Is there a song you’re most proud of on Twisted?

“Honestly I don’t! I’m in love with every song on Twisted. They feel like a huge part of me because I really put everything into each song, so I’m not sure if I can pick a favourite! Although I will say that I am especially proud of 7 billion because the lyrics tell the story so well, and I think the melody is terrific.

“I also will mention Blind Heart because it’s completely different to anything I’ve done before, and I’m really proud of the result. The song has let me cross into another genre that I hadn’t experimented with before.”

You won La France a un incroyable talent aged just 13, your debut single Homeless hit number one in France, and your debut album Fearless did the same. How have you evolved as a musician during this period?

“I’ve learned so much as a singer, songwriter and producer during these years. But I also learned a lot about the business and how to deal with fame. I feel like I have grown up faster than most kids my age. As I’ve grown up my style has definitely reflected that change, and has evolved over time.

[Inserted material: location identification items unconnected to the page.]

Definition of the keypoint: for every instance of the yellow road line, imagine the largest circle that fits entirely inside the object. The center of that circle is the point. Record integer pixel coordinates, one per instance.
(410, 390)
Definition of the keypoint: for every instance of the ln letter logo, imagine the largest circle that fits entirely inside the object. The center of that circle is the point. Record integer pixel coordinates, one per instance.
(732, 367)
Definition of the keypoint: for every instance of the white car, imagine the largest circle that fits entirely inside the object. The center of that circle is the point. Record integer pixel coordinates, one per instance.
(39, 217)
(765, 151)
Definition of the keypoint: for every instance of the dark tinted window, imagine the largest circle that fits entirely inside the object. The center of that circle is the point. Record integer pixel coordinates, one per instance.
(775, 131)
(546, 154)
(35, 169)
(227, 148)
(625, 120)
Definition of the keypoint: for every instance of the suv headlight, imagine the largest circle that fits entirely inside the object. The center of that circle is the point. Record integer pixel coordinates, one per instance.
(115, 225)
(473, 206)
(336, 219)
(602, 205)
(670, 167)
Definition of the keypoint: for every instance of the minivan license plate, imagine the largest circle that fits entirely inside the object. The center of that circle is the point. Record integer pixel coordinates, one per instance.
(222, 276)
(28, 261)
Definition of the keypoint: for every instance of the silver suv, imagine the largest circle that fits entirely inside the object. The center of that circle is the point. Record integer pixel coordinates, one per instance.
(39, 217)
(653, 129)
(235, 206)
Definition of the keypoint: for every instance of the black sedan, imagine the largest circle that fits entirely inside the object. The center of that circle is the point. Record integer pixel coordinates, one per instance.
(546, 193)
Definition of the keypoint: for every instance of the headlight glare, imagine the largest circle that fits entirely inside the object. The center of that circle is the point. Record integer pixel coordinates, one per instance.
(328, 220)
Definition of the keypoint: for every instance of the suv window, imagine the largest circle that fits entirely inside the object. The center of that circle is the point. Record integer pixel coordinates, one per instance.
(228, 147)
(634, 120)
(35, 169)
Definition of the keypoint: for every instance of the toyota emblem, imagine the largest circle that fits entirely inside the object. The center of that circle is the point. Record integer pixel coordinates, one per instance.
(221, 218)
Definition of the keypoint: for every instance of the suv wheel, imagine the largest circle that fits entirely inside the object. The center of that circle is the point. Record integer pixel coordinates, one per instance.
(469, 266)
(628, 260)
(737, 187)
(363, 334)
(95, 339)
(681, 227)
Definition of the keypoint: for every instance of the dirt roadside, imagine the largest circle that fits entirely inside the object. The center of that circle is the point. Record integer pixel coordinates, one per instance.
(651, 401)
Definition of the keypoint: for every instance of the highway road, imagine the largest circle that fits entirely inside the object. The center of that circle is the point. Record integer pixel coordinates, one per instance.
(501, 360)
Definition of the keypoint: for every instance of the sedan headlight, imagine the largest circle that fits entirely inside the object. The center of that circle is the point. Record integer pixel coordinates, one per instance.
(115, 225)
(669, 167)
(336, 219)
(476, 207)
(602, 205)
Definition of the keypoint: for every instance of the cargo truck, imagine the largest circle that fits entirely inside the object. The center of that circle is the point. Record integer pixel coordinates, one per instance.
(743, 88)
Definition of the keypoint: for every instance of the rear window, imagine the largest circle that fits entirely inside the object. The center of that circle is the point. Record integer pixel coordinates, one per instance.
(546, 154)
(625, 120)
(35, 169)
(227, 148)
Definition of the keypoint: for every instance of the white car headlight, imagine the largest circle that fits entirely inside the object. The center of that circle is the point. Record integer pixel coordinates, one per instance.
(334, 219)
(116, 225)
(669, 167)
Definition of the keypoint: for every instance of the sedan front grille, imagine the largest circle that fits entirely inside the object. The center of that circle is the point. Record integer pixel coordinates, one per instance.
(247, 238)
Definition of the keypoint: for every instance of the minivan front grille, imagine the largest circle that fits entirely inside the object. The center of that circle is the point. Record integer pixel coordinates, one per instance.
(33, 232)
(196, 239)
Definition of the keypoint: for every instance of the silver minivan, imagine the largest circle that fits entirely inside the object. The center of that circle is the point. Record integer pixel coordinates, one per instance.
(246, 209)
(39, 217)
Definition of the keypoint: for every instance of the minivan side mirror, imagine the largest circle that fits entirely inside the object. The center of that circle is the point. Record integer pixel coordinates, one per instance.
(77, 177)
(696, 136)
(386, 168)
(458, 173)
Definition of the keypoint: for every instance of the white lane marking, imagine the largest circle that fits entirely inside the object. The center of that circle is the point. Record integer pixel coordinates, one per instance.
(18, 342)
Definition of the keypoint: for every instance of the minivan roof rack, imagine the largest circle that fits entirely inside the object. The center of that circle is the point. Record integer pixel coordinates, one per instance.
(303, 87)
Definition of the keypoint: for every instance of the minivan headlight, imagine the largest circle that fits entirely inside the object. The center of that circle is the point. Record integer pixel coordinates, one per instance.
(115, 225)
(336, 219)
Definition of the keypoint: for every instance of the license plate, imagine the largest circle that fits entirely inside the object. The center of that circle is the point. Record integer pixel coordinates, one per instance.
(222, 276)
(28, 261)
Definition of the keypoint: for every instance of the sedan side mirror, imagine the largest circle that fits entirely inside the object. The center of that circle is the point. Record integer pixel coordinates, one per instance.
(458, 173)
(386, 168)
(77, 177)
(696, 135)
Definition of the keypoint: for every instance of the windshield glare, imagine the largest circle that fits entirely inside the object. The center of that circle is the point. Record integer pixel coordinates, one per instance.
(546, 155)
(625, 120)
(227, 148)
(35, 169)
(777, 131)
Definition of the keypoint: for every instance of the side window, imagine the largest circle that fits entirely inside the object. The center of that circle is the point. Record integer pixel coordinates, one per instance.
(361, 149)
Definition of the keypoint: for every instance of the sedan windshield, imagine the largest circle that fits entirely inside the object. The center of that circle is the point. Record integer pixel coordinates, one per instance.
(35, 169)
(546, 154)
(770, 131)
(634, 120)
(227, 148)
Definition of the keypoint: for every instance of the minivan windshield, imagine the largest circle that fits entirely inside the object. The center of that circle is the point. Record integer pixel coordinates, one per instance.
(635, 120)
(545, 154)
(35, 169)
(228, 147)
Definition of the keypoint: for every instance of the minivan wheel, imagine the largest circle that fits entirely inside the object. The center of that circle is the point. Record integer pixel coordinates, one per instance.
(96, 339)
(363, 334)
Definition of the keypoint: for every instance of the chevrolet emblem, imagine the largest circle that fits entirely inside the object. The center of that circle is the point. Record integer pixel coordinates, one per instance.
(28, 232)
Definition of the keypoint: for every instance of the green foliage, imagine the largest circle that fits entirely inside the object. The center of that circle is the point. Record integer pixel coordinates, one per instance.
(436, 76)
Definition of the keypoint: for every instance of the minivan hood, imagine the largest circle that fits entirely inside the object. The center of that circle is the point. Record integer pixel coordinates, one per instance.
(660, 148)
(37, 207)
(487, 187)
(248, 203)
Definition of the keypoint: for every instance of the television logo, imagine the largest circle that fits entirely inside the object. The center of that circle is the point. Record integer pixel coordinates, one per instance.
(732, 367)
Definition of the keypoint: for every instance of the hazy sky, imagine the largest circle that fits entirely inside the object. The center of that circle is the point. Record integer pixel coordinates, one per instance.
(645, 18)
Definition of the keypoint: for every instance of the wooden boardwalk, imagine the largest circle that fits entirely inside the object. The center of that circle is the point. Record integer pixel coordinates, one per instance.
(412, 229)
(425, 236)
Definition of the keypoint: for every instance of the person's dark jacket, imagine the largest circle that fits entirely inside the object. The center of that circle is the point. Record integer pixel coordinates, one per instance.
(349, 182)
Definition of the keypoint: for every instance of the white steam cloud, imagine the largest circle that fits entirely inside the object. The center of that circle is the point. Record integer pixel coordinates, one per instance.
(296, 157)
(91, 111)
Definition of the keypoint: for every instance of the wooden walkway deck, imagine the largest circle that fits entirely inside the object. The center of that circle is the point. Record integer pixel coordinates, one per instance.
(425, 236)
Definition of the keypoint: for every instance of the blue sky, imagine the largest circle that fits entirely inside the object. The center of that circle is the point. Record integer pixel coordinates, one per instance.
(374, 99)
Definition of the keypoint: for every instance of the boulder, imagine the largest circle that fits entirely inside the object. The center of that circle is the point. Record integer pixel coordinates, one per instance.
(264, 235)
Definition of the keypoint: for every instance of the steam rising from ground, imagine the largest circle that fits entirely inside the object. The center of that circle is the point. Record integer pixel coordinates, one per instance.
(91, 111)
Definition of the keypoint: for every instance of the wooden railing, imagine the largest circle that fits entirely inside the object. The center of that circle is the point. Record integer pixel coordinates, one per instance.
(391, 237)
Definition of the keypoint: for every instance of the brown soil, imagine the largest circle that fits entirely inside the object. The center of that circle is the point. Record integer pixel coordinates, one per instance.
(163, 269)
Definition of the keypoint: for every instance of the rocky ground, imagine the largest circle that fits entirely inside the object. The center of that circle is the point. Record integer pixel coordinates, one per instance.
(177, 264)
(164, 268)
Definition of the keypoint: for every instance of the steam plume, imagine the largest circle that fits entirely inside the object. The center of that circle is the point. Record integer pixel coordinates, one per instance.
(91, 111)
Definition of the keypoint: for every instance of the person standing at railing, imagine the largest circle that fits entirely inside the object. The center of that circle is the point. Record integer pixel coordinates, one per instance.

“My style has also evolved as I became more aware of what I was doing with time. Looking back, I feel as if I was in control of the process much more than I was before when I was still learning the basic things. Luckily things have come to me quite intuitively, so I’ve always been able to have strong convictions in what I want to do and where I want to go.

“As you get older, the people around you begin to listen to your opinions and take them seriously. I don’t have to fight my corner anymore or try to persuade people on my ideas.”

You’ve supported the likes of Thirty Seconds to Mars and Lindsey Stirling. What did you learn from these experiences?

“I’ve learned how to perform by watching people like Jared Leto doing it so effortlessly and by seeing Lindsey putting so much passion into every performance. I was terrified when I was opening for them and now it feels natural for me to be on stage.

“Also, since these supports were very early in my career – I was barely 16 when I opened for TSTM – so you learn because you have no prior experience, but you also learn how to deal with difficult situations when something goes wrong technically and sometimes that happened.”

When did you first get into music and performing? Who were your main inspirations and heroes?

“I started to sing when I was 11 years old. France’s Got Talent was my first performance in front of a crowd although I don’t consider that as me being an artist at the time, but simply a candidate in a talent show.

“My first performances as an artist was my showcase for TGIT Music in February 2013, followed by the support dates that started in 2014. Thereafter, came my first headline shows in 2015.

“My hero is and will always be Prince, but Bruno Mars and Katie Perry have always inspired me.”

What’s next for Marina Kaye? Do you have an ultimate goal?

“Releasing Twisted, performing on December 8 at the Alhambra which is a venue in Paris – that is if the current situation around the Covid virus allows for it – and hopefully going on tour next year. My ultimate goal would be to write a better album than this one. And it’s not gonna be easy so wish me luck!”